Command-Line Programs#

trtexec#

Included in the samples directory is a command-line wrapper tool called trtexec. trtexec is a tool that can quickly utilize TensorRT without developing your application. The trtexec tool has three main purposes:

  • It’s useful for benchmarking networks on random or user-provided input data.

  • It’s useful for generating serialized engines from models.

  • It’s useful for generating a serialized timing cache from the builder.

Benchmarking Network#

If you have a model saved as an ONNX file, you can use the trtexec tool to test the performance of running inference on your network using TensorRT. The trtexec tool has many options for specifying inputs and outputs, iterations for performance timing, precision allowed, and other options.

To maximize GPU utilization, trtexec enqueues the inferences one batch ahead of time. In other words, it does the following:

enqueue batch 0 -> enqueue batch 1 -> wait until batch 0 is done -> enqueue batch 2 -> wait until batch 1 is done -> enqueue batch 3 -> wait until batch 2 is done -> enqueue batch 4 -> ...

If Cross-Inference Multi-Streaming (--infStreams=N flag) is used, trtexec follows this pattern on each stream separately.

The trtexec tool prints the following performance metrics. The following figure shows an example of an Nsight System profile of a trtexec run with markers showing each performance metric.

  • Throughput: The observed throughput is computed by dividing the number of inferences by the Total Host Walltime. If this is significantly lower than the reciprocal of GPU Compute Time, the GPU may be underutilized because of host-side overheads or data transfers. CUDA graphs (with --useCudaGraph) or disabling H2D/D2H transfers (with --noDataTransfer) may improve GPU utilization. The output log guides which flag to use when trtexec detects that the GPU is underutilized.

  • Host Latency: The summation of H2D Latency, GPU Compute Time, and D2H Latency. This is the latency to infer a single inference.

  • Enqueue Time: The host latency to enqueue an inference, including calling H2D/D2H CUDA APIs, running host-side heuristics, and launching CUDA kernels.

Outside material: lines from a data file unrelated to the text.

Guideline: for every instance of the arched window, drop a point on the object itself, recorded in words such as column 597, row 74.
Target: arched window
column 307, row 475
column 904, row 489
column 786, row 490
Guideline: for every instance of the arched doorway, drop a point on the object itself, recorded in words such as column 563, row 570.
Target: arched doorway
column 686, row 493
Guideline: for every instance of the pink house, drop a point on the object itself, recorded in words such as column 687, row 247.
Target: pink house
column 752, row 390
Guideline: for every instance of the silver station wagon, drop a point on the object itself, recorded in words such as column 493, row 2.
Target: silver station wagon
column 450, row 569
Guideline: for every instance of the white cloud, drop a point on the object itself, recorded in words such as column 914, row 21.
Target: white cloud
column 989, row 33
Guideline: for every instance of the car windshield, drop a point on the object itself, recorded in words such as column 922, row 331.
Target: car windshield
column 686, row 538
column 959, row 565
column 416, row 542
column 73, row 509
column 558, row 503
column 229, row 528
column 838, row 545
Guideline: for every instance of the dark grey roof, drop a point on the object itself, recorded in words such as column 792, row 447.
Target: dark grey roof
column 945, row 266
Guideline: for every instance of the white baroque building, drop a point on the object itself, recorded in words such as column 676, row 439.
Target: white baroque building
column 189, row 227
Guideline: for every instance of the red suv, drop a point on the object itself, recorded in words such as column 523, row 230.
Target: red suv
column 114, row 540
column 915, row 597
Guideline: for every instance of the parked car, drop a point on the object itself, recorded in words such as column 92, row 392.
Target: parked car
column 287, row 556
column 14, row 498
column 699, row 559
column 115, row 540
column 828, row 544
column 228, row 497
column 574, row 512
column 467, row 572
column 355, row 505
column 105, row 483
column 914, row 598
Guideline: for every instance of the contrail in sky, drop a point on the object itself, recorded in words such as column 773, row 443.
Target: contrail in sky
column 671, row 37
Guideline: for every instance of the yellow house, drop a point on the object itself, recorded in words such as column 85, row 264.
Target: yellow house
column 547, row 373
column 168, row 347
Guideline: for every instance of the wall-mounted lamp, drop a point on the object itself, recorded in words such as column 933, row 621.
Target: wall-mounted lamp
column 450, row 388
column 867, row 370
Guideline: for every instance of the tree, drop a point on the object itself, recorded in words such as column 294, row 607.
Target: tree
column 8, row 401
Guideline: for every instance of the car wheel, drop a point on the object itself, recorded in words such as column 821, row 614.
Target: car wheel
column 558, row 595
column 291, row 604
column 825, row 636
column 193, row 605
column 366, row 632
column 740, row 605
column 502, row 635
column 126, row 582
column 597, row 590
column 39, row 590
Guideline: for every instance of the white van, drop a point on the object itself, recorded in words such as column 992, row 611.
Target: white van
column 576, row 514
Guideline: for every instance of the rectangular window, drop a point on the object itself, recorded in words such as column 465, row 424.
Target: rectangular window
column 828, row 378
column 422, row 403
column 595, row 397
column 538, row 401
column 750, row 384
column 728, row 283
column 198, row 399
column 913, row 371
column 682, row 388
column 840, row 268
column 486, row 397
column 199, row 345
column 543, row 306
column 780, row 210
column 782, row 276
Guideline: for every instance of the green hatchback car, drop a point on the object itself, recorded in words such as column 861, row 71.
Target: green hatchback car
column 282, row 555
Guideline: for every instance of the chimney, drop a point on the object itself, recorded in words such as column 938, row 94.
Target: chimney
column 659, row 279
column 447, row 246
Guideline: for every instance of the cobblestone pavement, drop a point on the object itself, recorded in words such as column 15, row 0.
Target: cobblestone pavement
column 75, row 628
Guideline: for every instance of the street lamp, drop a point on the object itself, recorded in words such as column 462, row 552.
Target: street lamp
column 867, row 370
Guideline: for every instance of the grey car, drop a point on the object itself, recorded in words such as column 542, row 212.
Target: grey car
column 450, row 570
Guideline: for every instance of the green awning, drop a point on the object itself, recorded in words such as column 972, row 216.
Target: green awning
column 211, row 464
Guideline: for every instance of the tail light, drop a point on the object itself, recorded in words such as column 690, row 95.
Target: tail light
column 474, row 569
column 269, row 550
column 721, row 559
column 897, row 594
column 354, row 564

If this is longer than the GPU Compute Time, the GPU may be underutilized, and the throughput may be dominated by host-side overhead. Using CUDA graphs (with --useCudaGraph) may reduce Enqueue Time.

  • H2D Latency: The latency for host-to-device data transfers for input tensors of a single inference. Add --noDataTransfer to disable H2D/D2H data transfers.

  • D2H Latency: The latency for device-to-host data transfers for output tensors of a single inference. Add --noDataTransfer to disable H2D/D2H data transfers.

  • GPU Compute Time: The GPU latency to execute the CUDA kernels for an inference.

  • Total Host Walltime: The Host Walltime from when the first inference (after warm-ups) is enqueued to when the last inference was completed.

  • Total GPU Compute Time: The summation of the GPU Compute Time of all the inferences. If this is significantly shorter than the Total Host Walltime, the GPU may be under-utilized because of host-side overheads or data transfers.

    Note

    In the latest Nsight Systems, the GPU rows appear above the CPU rows rather than beneath them.

Performance Metrics in a Normal trtexec Run under Nsight Systems

Add the --dumpProfile flag to trtexec to show per-layer performance profiles, which allows users to understand which layers in the network take the most time in GPU execution. The per-layer performance profiling also works with launching inference as a CUDA graph. In addition, build the engine with the --profilingVerbosity=detailed flag and add the --dumpLayerInfo flag to show detailed engine information, including per-layer detail and binding information. This allows you to understand which operation each layer in the engine corresponds to and their parameters.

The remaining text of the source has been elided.